Why Ethernet Broadcast Escape Tests Matter

Mikko Kenttälä
SensorFu
Published in
3 min readMar 2, 2018

We recently implemented a network escape to SensorFu Beacon that uses Ethernet broadcasts. Why? First of all you can test all the hosts in the LAN (Local Area Network) with one packet. Second, with broadcast frames, all the devices in the LAN think the frame is for them. Once we get past that point, we get to play with the funny ways how network stacks work. In the last 10 years of network security auditing, we’ve seen devices act in interesting and sometimes exploitable ways when presented with specific types of broadcast frames.

How it works

On a local network, your data travels inside Ethernet frames. Every network device typically has a manufacturer assigned unique address (MAC address), which is used to identify a frame’s sender and recipient. Other protocols can be encapsulated within these frames, that’s how your computer sends an IPv4 or IPv6 packet to the network.

Broadcast

Broadcast frames are special frames that are delivered to every device on the LAN. They’re sent to a specific address, FF:FF:FF:FF:FF:FF. Broadcast frames are commonly used for service discovery and DHCP.

What about IP?

Ethernet is the protocol used to deliver IP packets in a local network. Anything you send to a specific host is sent to that host’s MAC address. If you need to send something outside the local network, you send it to the gateway’s MAC address.
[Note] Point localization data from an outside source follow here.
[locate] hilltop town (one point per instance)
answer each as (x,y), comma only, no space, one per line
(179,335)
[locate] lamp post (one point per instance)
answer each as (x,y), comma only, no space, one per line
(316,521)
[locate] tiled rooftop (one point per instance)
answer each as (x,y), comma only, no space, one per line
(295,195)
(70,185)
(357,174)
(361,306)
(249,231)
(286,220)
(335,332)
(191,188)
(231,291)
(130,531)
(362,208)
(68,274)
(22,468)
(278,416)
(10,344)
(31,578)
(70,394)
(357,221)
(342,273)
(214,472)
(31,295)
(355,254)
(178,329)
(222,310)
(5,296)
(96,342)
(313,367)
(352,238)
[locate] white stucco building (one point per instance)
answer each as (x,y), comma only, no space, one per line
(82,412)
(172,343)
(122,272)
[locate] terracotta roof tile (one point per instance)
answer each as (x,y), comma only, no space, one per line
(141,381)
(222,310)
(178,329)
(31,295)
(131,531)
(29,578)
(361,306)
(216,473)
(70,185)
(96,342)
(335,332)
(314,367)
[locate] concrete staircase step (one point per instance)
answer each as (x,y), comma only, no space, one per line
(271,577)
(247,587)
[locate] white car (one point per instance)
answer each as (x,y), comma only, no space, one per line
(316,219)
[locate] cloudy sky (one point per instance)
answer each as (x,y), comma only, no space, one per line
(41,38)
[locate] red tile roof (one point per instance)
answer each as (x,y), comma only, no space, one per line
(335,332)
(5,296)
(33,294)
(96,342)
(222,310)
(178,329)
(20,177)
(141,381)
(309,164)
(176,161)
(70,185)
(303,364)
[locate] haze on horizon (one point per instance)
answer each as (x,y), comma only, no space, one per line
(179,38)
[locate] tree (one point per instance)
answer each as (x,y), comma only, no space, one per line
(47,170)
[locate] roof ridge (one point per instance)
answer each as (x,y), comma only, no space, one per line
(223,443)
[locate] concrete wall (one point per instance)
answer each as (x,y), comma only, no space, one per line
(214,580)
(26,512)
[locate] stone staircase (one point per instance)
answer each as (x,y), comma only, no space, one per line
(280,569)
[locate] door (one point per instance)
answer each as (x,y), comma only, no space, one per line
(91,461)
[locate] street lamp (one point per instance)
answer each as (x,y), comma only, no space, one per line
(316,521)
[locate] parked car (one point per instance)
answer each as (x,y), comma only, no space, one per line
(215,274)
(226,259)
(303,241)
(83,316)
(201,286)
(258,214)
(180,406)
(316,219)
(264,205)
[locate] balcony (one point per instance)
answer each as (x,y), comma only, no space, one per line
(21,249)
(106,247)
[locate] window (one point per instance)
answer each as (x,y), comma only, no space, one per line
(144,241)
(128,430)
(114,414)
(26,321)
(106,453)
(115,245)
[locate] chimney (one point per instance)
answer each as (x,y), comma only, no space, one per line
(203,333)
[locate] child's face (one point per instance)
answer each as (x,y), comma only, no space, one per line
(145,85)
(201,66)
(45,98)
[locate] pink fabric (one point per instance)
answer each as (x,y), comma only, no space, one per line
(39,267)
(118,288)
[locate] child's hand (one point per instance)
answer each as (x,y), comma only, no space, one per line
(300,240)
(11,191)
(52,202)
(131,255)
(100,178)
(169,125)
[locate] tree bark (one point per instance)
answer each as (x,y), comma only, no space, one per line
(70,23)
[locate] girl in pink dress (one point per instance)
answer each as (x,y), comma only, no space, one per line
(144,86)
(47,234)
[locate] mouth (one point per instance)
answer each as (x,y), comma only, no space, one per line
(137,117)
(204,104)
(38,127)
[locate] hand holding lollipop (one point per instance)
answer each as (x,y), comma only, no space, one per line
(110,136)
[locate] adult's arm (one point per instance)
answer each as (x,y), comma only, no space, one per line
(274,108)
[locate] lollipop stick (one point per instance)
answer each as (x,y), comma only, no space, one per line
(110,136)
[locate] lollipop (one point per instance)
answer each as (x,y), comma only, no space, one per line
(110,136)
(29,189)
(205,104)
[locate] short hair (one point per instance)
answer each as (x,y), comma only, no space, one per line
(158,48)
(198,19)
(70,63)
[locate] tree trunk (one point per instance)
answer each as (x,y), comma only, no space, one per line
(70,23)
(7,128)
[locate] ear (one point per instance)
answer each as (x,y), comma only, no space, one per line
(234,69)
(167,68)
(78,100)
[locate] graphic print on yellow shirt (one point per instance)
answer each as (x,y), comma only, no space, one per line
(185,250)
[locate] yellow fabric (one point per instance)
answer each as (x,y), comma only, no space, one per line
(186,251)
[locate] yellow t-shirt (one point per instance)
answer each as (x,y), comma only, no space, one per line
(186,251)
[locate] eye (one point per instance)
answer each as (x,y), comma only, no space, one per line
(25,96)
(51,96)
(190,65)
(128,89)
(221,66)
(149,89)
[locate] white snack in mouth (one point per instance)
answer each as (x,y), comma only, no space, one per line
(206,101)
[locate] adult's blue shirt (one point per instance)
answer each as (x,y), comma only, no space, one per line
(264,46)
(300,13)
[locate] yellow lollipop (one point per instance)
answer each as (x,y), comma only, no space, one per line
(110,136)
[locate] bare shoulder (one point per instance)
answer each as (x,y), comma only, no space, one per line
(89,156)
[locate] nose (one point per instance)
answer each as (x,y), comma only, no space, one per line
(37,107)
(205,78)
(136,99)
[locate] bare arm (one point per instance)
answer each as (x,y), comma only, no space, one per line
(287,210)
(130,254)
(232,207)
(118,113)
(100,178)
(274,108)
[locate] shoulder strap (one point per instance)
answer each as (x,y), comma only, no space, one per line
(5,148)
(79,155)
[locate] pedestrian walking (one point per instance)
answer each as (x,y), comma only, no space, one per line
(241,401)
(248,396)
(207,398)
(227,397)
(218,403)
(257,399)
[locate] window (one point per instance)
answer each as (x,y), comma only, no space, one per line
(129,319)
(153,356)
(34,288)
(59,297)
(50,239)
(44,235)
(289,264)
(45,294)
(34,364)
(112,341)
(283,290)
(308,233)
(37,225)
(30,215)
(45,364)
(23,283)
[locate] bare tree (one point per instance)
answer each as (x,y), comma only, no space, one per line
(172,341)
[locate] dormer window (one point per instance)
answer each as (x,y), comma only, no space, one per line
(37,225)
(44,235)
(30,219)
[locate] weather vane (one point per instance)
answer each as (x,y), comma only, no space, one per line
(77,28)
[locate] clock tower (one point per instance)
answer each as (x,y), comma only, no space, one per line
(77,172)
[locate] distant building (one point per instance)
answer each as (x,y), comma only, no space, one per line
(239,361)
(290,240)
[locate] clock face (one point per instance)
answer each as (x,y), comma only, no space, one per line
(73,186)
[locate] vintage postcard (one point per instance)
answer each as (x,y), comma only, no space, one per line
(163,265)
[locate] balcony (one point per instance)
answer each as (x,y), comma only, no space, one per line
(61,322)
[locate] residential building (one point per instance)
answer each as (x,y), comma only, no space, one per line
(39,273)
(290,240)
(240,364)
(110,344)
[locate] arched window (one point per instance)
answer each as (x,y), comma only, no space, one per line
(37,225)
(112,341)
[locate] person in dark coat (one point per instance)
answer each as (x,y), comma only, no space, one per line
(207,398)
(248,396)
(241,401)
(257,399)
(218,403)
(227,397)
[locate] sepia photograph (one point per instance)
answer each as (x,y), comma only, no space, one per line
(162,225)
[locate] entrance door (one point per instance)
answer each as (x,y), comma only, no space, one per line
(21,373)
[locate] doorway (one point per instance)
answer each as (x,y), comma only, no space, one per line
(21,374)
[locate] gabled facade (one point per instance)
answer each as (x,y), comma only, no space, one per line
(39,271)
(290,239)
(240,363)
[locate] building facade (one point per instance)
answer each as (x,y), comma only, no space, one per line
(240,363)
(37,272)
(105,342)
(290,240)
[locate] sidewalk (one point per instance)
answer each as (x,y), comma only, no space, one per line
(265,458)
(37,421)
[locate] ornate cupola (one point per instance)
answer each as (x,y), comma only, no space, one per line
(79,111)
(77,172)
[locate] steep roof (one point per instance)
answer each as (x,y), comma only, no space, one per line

With IPv4 and IPv6, there’s a similar concept of broadcast packets, but that’s not what this blog post and test is about.

Escape with broadcast

In our years of auditing, we’ve found multihomed (=connected to multiple networks) hosts to be a common sight in isolated environments. A router/firewall is probably the most common example. Sometimes you also see multihomed servers, maybe even a workstation or two. Multihomed servers might be used to provide services to multiple networks, when network isolation would otherwise make it difficult. The NTP server below is one example.

So what’s the difference between a router/firewall and multihomed server? Not much, depending on how you look at it. Both are connected to multiple networks, have a functioning network stack, and multiple IP addresses. They might even be running the same operating system and local firewall. For example, OpenBSD with PF.

Our Broadcast Beacon take advantage of this similarity.

What makes broadcast frames useful is that hosts won’t immediately drop them upon receiving. Instead, they’re de-encapsulated and the contained IP packet (or other content) is passed further up the system’s network stack. This is where things get interesting.

If the network stack’s firewall doesn’t drop the packet for whatever reason, and the host has IP forwarding enabled, then it will say “I’m not the recipient of this packet, but I can send it forward towards the appropriate network”. Now your server has become a router.

Luckily, most operating systems have IP forwarding disabled by default. And firewalls should usually drop packets not intended for their host systems. But these are all configurable things, so there’s always a chance for failure. All it takes is one system with the right (wrong) settings, to open up a hole to the outside world.